One Chart to Rule Them All

I spotted this chart (courtesy Larwyn, of course) at The Jacksonian Party. It explains a great deal about our current situation; one in which the people find themselves pitted against their elected officials.

Prior to 1902, Congress had never reached a 70% reelection rate.


Jacksonian argues that when the Senate became a directly elected body and no longer represented Statehouses, taxation and other federal usurpations of Constitutional bounds became rife. In other words, the federal government could and did use its power to begin punishing the states, regulating local affairs and interfering in every sort of arcane transaction.

That change triggered an ever-increasing federal budget that went far beyond national defense. Budget-busting initiatives, politically motivated in nature, purported to help retirees, the sick, the elderly and so on, while concentrating ever more power in Washington.

The federal government now consists of a body of lifetime bureaucrats, many of whom couldn't power a flashlight with all of their brainpower combined, who are reelected automatically through their use of federal tax funds. They reward, they punish, they anoint.
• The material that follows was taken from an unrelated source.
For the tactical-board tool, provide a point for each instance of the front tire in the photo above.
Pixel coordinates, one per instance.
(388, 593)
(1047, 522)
And they continue to aggregate more power at the federal level -- and to build their own personal wealth -- ignoring and flouting the law. Rangel, Feinstein, Frank, Reid, Waters, Conyers -- to name but a few -- have repeatedly thumbed their noses at financial disclosures, ethics violations, criminal complaints, FOIA requests, and the like.

If government worked as Obama and the National Socialist Democrats say it will, then why would we care about separation of powers? Why would we care about different levels of government?

Why would we care about the Constitution?

Why was this nation founded in the first place?

If government is so beneficent, so effective, so humane and compassionate, how is it that throughout all of human history, the great philosophers and thinkers were so fearful of it?

Aristotle, Cicero, Locke, Montesquieu, Edmund Burke, Adam Smith, Benjamin Franklin, George Washington, James Madison, Thomas Jefferson, John Adams and so many more.

Were they all wrong about government and Obama right?

Were they all wrong about limiting, balancing, placing checks on government? Were they all wrong about liberty?

Is human history all wrong and Obama right?

Is human history all wrong and Nancy Pelosi right?

Is human history all wrong and Harry Reid right?

Do you really think Obama, Pelosi and Reid hold a candle to the greatest thinkers civilization has ever seen?

Because for Obama to be right; and for his party, now in the hands of the radical left, to be right; the Founders had to be wrong.

For Obama to be right, the Declaration of Independence has to be wrong.

For Obama to be right, the Constitution has to be wrong.

For Obama to be right, Aristotle, Cicero, Locke, Montesquieu, Burke, Smith and the founding fathers all had to be wrong.

And so it is clear how all of this will end.

Government-run health care will be used as a tool by government officials. As these programs always are. It will be used to punish political enemies, to reward friends, to entice supporters and -- always -- to aggregate more power.

It must be repealed. It must be obliterated.


Hat tips: The Jacksonian Party, Thirty Thousand and Mark Levin.